Integrated Health Services at Colorado Springs, better known as Parkmoor Village Health Care Center, notified the state earlier this summer that it will lay off all 144 of its employees when it closes on Aug. 22.
The facility is the 11th nursing home to close in Colorado since 2020 as COVID-19 put extraordinary strain on the industry. Doug Farmer, president and CEO of the Colorado Health Care Association, said that in the three years before the pandemic, only four nursing homes closed in the state.
“That’s a very unusual number for a two-year period,” he said of the 11 closures.
Heather TerHark, vice president of ancillary services at long-term care chain Vivage, said all of Parkmoor’s residents were transferred to other homes in late July, and most employees already have found new jobs. Vivage manages 30 long-term care facilities in Colorado, in addition to Parkmoor.
TerHark said the closure was due to staffing shortages and increased costs, which weren’t sustainable given the rates paid by Medicaid.
Parkmoor had been cited for insufficient care during inspections in March and May, but follow-up visits showed the problems had been corrected. In the inspection documents, employees noted they were short-staffed and relying on temporary workers, who didn’t always know what residents needed.
In April, the American Health Care Association reported 327 nursing homes had closed nationwide in the two years of the pandemic. That’s a slightly faster pace than in the prior years, when 776 closed from 2015 to 2019.
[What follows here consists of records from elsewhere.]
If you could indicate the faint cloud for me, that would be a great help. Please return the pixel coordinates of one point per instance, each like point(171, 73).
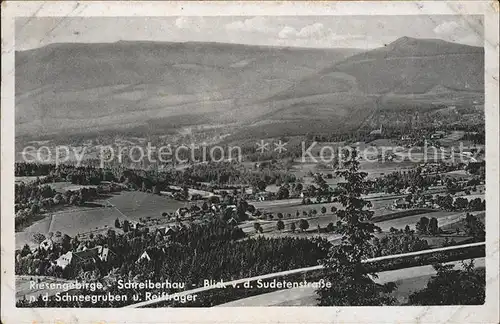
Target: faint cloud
point(255, 24)
point(316, 30)
point(192, 23)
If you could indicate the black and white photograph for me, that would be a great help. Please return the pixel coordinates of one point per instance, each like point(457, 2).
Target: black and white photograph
point(198, 160)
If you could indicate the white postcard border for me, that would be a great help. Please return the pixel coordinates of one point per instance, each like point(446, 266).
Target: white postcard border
point(488, 313)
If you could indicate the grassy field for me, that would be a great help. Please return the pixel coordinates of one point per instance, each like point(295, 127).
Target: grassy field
point(74, 220)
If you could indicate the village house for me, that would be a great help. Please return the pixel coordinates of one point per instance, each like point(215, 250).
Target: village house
point(47, 244)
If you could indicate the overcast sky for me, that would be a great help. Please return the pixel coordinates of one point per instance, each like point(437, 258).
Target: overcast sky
point(303, 31)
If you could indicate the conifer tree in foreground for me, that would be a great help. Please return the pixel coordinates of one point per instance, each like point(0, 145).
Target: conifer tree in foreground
point(352, 285)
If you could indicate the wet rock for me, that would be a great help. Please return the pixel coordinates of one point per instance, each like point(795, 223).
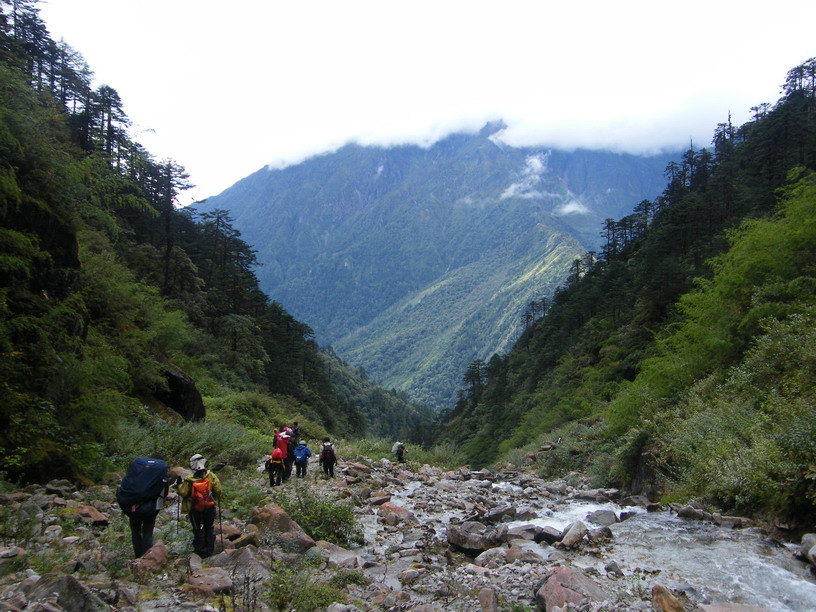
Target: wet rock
point(489, 600)
point(731, 608)
point(573, 534)
point(563, 586)
point(211, 580)
point(604, 518)
point(664, 601)
point(392, 514)
point(475, 536)
point(70, 594)
point(284, 532)
point(150, 562)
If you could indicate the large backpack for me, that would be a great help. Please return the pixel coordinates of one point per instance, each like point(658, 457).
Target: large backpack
point(201, 494)
point(144, 482)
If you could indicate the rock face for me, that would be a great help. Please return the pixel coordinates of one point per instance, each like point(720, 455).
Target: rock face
point(181, 395)
point(475, 536)
point(281, 529)
point(563, 586)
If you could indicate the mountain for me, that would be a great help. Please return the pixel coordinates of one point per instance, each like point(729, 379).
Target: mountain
point(681, 363)
point(412, 261)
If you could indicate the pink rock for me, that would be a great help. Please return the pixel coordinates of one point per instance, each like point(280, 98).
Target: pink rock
point(565, 585)
point(392, 514)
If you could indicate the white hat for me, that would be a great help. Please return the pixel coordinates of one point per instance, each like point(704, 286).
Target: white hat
point(197, 462)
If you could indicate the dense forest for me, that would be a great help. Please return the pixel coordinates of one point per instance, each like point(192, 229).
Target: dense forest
point(124, 319)
point(679, 360)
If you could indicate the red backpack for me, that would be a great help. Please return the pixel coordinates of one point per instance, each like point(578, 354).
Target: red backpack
point(202, 495)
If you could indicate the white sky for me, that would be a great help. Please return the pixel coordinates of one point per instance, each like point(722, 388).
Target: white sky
point(224, 88)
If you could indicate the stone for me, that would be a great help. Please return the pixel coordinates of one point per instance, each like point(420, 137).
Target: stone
point(211, 580)
point(70, 594)
point(491, 554)
point(391, 514)
point(664, 601)
point(604, 518)
point(488, 600)
point(153, 560)
point(731, 608)
point(472, 535)
point(574, 534)
point(91, 516)
point(286, 533)
point(516, 553)
point(564, 585)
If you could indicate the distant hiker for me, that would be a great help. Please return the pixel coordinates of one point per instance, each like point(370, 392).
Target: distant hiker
point(398, 450)
point(141, 495)
point(200, 493)
point(275, 467)
point(328, 458)
point(282, 444)
point(302, 454)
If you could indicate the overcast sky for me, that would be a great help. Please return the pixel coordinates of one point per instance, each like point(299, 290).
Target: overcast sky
point(225, 88)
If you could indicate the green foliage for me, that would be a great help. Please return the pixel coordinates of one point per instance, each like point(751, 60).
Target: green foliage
point(297, 586)
point(322, 518)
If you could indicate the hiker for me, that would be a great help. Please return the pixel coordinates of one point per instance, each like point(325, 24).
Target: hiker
point(141, 495)
point(200, 493)
point(328, 458)
point(398, 450)
point(290, 458)
point(302, 454)
point(275, 467)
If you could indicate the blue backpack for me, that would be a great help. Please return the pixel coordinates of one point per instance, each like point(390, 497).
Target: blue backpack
point(144, 482)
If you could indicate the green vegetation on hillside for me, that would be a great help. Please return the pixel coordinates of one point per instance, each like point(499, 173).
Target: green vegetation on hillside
point(679, 361)
point(115, 305)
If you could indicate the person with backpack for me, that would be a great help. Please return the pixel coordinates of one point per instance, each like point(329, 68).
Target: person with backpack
point(302, 454)
point(200, 493)
point(275, 467)
point(328, 458)
point(141, 495)
point(290, 458)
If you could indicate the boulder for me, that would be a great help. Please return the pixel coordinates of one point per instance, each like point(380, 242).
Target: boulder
point(564, 585)
point(70, 594)
point(664, 601)
point(604, 518)
point(488, 600)
point(474, 536)
point(391, 514)
point(573, 534)
point(210, 580)
point(154, 559)
point(286, 533)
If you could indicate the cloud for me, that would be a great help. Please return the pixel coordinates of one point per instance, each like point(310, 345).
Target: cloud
point(573, 207)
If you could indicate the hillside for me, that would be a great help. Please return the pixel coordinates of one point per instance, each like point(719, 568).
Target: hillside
point(128, 325)
point(680, 363)
point(412, 262)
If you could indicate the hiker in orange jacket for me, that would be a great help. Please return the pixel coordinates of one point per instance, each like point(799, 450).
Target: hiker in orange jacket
point(200, 493)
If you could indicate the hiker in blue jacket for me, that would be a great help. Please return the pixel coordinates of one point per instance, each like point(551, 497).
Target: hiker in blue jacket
point(302, 454)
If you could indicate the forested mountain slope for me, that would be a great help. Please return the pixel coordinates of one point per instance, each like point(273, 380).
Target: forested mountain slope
point(681, 362)
point(116, 306)
point(413, 261)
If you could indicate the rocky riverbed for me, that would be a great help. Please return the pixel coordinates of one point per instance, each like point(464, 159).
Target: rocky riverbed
point(433, 540)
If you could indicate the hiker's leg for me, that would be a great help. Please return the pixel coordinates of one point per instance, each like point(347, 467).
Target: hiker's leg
point(136, 536)
point(208, 516)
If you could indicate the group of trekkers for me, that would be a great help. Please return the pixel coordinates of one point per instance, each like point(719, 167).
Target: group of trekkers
point(142, 491)
point(289, 450)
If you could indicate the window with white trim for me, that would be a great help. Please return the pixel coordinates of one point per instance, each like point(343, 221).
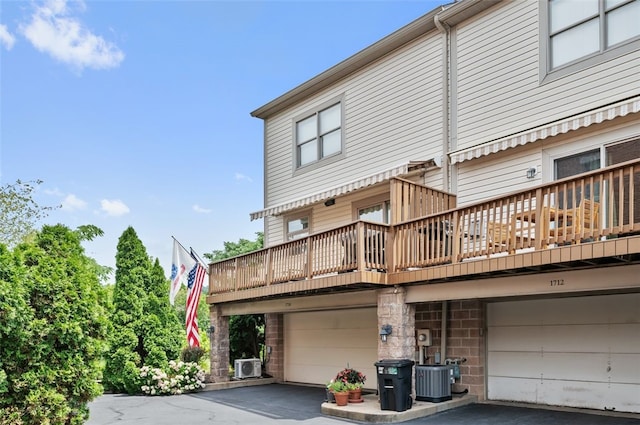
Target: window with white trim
point(578, 29)
point(376, 209)
point(319, 135)
point(297, 226)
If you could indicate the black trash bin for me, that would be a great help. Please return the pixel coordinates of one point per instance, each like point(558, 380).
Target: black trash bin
point(394, 384)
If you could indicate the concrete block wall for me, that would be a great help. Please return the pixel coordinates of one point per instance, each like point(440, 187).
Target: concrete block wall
point(274, 341)
point(465, 339)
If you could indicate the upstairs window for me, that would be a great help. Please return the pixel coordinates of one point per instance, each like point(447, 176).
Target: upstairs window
point(582, 28)
point(319, 135)
point(297, 227)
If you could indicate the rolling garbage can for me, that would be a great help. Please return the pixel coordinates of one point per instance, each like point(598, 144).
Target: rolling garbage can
point(394, 384)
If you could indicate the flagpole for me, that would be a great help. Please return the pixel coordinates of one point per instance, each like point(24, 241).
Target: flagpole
point(199, 259)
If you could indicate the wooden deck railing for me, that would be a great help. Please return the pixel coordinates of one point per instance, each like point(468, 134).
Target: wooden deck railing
point(580, 209)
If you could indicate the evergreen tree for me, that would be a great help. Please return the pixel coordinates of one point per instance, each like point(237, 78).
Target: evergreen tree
point(146, 331)
point(52, 326)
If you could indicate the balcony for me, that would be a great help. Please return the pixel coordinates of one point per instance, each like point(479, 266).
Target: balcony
point(583, 221)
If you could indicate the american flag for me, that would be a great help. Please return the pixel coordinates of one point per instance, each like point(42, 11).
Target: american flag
point(194, 289)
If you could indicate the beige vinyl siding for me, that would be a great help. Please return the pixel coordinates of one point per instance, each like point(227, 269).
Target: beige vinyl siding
point(392, 114)
point(497, 174)
point(499, 89)
point(326, 218)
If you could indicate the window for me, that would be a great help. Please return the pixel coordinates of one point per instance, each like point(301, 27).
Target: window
point(319, 135)
point(376, 210)
point(297, 227)
point(583, 28)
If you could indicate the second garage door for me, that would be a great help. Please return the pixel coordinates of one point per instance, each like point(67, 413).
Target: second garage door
point(578, 352)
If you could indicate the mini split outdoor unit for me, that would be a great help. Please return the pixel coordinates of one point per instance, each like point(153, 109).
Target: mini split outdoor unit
point(247, 368)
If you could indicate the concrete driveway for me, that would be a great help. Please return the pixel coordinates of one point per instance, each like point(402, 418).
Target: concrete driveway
point(281, 404)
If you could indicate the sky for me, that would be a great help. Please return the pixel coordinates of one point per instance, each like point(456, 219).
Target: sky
point(137, 113)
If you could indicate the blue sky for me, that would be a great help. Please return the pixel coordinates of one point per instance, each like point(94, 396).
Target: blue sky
point(136, 113)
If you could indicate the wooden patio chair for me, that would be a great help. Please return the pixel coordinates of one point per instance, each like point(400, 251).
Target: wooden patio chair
point(586, 217)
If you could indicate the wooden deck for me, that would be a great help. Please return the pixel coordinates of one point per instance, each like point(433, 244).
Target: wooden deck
point(585, 221)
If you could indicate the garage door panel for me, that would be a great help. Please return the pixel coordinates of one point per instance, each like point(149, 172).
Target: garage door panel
point(573, 367)
point(509, 338)
point(625, 369)
point(319, 344)
point(318, 338)
point(511, 364)
point(583, 352)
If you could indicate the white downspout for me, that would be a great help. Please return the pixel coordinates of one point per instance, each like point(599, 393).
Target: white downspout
point(444, 28)
point(446, 146)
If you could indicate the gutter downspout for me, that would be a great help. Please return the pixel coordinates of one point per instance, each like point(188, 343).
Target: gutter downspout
point(445, 29)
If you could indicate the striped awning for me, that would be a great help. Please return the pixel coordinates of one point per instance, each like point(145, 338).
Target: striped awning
point(609, 112)
point(343, 189)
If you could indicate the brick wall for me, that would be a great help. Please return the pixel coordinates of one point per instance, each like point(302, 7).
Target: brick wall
point(219, 346)
point(274, 338)
point(465, 338)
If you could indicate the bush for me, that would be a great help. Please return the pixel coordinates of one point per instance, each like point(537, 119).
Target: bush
point(192, 354)
point(180, 378)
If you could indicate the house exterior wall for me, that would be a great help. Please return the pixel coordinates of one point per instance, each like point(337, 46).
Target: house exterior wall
point(392, 114)
point(500, 88)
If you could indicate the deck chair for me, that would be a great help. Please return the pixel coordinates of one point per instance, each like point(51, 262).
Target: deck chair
point(585, 218)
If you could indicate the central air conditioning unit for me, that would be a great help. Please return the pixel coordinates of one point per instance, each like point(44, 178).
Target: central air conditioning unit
point(247, 368)
point(433, 382)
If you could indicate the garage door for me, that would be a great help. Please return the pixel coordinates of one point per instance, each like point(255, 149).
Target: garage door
point(578, 352)
point(319, 344)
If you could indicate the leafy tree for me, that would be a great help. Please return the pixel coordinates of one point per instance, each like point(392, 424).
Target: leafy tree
point(52, 327)
point(232, 249)
point(18, 211)
point(146, 330)
point(246, 333)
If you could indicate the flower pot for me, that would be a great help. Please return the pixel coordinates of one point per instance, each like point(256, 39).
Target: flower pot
point(355, 396)
point(342, 399)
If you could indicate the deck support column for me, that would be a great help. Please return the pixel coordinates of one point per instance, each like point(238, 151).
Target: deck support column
point(393, 310)
point(219, 345)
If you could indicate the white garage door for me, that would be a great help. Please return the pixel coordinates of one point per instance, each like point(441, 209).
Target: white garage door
point(578, 352)
point(321, 343)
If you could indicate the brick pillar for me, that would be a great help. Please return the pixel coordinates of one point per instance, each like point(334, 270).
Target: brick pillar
point(394, 311)
point(465, 339)
point(219, 349)
point(274, 341)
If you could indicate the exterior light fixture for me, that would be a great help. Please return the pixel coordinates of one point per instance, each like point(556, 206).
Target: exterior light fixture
point(385, 331)
point(531, 172)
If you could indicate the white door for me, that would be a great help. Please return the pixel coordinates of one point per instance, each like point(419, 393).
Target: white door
point(578, 352)
point(317, 345)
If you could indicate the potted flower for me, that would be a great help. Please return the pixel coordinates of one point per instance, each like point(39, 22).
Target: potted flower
point(355, 380)
point(340, 392)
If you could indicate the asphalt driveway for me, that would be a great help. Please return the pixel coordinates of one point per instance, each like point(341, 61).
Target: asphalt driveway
point(281, 404)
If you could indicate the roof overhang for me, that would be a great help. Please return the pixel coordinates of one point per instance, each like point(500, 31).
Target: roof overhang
point(402, 170)
point(565, 125)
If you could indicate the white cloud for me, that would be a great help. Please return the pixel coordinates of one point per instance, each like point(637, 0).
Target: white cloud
point(240, 176)
point(114, 208)
point(6, 38)
point(197, 208)
point(72, 203)
point(53, 31)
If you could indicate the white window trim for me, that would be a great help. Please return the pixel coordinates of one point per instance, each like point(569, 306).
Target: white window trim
point(328, 159)
point(547, 74)
point(370, 202)
point(289, 217)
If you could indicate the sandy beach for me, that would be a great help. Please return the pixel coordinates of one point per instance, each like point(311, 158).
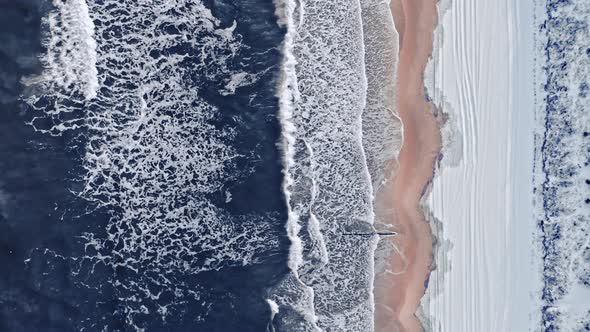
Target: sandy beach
point(399, 289)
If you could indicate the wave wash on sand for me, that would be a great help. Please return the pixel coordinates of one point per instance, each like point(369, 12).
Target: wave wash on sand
point(342, 137)
point(401, 284)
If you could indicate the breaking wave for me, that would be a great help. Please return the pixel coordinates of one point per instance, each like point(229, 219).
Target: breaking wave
point(327, 183)
point(124, 79)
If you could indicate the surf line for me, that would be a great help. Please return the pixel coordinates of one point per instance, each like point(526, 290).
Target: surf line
point(404, 283)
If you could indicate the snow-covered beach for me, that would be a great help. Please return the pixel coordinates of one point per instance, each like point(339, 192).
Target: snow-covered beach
point(481, 76)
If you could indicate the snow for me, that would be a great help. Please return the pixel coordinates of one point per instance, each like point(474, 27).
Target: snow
point(481, 199)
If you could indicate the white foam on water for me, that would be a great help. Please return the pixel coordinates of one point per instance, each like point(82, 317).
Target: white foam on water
point(152, 156)
point(70, 60)
point(327, 183)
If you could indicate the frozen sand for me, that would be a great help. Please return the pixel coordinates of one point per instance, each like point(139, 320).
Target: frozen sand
point(482, 76)
point(398, 203)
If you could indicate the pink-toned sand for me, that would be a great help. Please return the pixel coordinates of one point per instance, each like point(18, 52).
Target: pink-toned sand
point(398, 293)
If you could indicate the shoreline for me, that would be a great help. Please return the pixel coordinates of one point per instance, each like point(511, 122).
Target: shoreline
point(400, 288)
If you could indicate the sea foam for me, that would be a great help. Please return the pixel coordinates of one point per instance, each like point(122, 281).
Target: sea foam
point(125, 77)
point(327, 182)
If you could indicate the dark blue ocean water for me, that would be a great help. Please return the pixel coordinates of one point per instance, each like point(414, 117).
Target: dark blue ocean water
point(43, 284)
Normally, about 82% of beds in Colorado nursing homes would be full on any given day, Farmer said. At the worst point during the onset of the pandemic in 2020, that dropped to about 65%, before partially rebounding to about 72%, he said.
The problem is that some of the costs of running a nursing home don’t drop when there are fewer residents, since every facility still needs an administrator and positions like a head of infection control, Farmer said. And in many cases, it’s not possible to fill those beds now, because homes can’t hire enough direct-care staff to assist additional residents, he said.
“No matter how many (residents) you have in your building, there are certain positions you have to have,” he said.
As of late June, about 35% of nursing homes in Colorado had filled fewer than 70% of their beds, making them vulnerable to closure, Farmer said. Those with more patients with Medicaid are doubly vulnerable, because it pays less than commercial insurance, he said.
Colorado’s Medicaid program pays about $250 per day, which is meant to cover all expenses other than hospital stays and visits to medical specialists, Farmer said. Critics of the nursing home industry, particularly for-profit facilities, argue that the problem isn’t rates, but how the money is spent.
“Those that do a lot of Medicaid business are at a disadvantage,” he said.